The LA sought a care order in August 2024 and a placement order (for adoption) in March 2025. In April 2025, the LA applied for an interim care order (ICO) with a plan for separation and placement, one which encompassed early permanent prospective adopters. The final hearing took place in August 2025 before Recorder Magennis, who found that the threshold for intervention was met based on the likelihood of future significant physical and emotional harm, even though L was a thriving child who had suffered no actual harm and shared a loving bond with his mother.

The evidence against the mother centred on her lack of insight into safety risks (e.g., falls, choking hazards), her opposition to professional guidance, and her occasional emotional outbursts or aggression towards social workers and foster carers, which experts suggested were partly due to cultural factors and the stress of the proceedings.

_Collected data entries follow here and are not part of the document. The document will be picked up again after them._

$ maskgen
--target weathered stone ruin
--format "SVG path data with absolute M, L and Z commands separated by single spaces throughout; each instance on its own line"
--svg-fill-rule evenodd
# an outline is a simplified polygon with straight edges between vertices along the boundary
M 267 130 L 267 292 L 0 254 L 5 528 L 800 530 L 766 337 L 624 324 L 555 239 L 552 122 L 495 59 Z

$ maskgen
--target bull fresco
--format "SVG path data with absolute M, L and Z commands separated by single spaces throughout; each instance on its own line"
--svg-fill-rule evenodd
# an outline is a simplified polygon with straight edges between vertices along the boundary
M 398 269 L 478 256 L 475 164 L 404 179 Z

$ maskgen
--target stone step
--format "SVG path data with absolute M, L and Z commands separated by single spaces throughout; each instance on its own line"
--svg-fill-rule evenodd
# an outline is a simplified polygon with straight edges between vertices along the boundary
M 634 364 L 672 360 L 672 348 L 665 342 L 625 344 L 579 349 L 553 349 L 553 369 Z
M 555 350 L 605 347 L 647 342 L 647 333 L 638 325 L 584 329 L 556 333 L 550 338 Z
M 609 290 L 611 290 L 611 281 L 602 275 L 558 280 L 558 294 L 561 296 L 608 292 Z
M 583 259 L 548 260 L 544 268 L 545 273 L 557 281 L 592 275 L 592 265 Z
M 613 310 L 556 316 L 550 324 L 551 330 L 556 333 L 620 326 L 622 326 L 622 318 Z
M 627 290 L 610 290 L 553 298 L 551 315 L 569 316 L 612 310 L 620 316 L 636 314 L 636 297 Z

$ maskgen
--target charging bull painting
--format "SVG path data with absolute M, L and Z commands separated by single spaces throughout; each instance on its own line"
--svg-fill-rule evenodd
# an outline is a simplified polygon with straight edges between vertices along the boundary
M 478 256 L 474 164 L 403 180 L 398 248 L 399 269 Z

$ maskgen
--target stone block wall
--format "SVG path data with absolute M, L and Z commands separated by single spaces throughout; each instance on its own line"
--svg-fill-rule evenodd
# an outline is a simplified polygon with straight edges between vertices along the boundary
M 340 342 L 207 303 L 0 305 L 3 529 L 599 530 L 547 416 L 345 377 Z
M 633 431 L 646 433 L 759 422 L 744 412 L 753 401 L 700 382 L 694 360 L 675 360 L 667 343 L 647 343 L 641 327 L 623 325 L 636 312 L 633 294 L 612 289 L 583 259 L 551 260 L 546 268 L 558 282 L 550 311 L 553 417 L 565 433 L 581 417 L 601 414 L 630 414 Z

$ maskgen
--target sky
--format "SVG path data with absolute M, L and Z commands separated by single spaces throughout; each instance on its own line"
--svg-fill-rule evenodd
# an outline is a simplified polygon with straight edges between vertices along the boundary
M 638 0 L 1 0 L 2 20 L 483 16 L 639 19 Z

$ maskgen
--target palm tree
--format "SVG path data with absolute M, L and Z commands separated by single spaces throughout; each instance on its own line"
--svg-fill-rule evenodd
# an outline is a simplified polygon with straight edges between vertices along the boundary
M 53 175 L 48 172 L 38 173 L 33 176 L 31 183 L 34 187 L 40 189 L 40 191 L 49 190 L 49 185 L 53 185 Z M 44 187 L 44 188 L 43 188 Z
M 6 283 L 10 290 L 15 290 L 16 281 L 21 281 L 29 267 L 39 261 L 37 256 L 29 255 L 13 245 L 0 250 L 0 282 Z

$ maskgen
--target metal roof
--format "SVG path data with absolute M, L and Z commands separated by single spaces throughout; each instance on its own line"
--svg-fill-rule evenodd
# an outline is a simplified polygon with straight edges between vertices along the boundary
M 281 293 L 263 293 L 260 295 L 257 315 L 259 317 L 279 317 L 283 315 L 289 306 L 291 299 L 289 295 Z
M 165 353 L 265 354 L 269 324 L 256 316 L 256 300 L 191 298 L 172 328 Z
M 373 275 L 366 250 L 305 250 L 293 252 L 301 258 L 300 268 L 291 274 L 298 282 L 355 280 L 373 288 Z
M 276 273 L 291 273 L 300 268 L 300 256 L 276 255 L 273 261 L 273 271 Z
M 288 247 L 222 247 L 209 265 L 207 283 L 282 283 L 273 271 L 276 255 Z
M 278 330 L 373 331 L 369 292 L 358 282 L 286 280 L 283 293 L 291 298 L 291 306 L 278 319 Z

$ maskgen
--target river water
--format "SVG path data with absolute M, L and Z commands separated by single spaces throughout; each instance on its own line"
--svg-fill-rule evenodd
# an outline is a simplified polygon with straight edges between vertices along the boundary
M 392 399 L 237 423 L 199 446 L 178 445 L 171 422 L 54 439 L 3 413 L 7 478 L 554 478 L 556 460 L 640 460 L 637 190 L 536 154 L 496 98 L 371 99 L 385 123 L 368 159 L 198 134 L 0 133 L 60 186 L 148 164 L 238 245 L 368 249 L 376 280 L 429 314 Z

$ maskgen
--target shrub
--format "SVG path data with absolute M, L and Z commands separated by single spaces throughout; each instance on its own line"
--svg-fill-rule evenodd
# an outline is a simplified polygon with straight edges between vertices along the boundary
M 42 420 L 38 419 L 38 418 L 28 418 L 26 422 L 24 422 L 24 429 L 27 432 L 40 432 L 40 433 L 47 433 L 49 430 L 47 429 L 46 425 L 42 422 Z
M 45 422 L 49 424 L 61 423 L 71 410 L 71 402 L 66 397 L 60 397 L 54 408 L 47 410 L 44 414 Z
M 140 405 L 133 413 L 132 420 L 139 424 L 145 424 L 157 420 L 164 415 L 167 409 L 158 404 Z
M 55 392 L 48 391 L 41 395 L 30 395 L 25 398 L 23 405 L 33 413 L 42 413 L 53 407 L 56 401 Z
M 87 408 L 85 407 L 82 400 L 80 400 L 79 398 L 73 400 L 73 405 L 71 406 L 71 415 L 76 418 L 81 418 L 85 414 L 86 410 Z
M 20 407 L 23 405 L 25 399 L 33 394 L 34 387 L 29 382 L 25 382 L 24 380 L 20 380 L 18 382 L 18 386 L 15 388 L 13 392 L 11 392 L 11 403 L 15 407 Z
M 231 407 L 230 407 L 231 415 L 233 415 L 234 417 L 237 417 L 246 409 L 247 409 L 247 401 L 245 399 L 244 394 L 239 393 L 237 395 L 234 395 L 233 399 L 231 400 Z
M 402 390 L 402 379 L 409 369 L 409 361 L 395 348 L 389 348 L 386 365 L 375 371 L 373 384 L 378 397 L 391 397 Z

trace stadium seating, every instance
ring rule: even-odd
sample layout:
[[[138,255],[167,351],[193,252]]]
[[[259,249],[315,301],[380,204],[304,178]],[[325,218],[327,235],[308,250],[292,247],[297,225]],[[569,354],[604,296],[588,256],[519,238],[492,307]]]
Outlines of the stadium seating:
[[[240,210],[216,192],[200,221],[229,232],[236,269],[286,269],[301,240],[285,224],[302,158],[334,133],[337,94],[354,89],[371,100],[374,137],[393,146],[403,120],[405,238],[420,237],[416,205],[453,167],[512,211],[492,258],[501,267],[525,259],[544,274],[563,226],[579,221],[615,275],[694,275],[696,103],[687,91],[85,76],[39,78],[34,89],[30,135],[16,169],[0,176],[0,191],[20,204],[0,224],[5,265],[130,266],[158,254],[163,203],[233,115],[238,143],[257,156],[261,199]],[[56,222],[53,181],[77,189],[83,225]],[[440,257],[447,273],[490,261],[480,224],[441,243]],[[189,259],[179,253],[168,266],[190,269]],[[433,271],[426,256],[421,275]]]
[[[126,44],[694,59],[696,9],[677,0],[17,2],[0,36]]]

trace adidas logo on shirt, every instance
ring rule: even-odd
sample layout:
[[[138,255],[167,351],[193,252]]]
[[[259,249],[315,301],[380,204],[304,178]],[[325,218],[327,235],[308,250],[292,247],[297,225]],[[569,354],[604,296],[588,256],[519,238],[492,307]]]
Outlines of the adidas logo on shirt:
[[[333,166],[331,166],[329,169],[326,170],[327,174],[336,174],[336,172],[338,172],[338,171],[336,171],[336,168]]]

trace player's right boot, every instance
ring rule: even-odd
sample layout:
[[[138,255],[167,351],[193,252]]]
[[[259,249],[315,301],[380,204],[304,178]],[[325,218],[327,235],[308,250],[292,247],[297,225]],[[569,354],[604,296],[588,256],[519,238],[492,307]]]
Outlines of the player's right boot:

The Recorder subsequently made care and placement orders, leading to L’s immediate separation from his mother. The mother appealed.

Decision:

The CoA set aside the care order and the placement order and remitted the case to the High Court. The main reason was the Recorder’s failure to adhere to the strict legal principles of necessity and proportionality in family law, particularly the “nothing else will do” test for adoption. The core of the judgement was that the Recorder had failed to correctly apply the principle that adoption is the order of last resort, as mandated by the Supreme Court in Re B and the Strasbourg Court in Y v UK.

Lord Justice Jackson concluded that the mother’s parental deficiencies—primarily involving a lack of insight into safety risks and emotional dysregulation—were not of a sufficient ‘nature and degree’ to justify the termination of the parent/child relationship. The mother’s parenting was within the range of “the eccentric, the barely adequate and the inconsistent” that society must tolerate.

Implications:

This case reinforces the Re B principle that adoption is a ‘draconian step’ and the remedy of last resort where ‘nothing else will do’. The Court emphasised that simply finding a risk of significant harm is not sufficient to justify adoption, as the courts must demonstrate that the proposed measure is necessary and proportionate to that risk. The case makes it clear that courts cannot take the “easiest” or most obvious option (adoption) if less intrusive, support-based options exist.

This judgement requires courts to conduct a thorough, realistic assessment of mitigation strategies and alternative solutions before severing family ties. This means actively exploring and explaining why measures such as supervision orders, nursery placements, and community support are insufficient to manage the risk. The Recorder’s simple acceptance of the ISW’s view that 24/7 support was needed was deemed insufficient.

The case highlights the critical importance of a nuanced approach to non-UK nationals and the interpretation of their style of parenting behaviour. The ruling serves as a strong caution against conflating a parent’s cultural communication style or emotional response to proceedings (especially high-stress proceedings with a power imbalance) with an inherent “lack of insight” into their child’s welfare.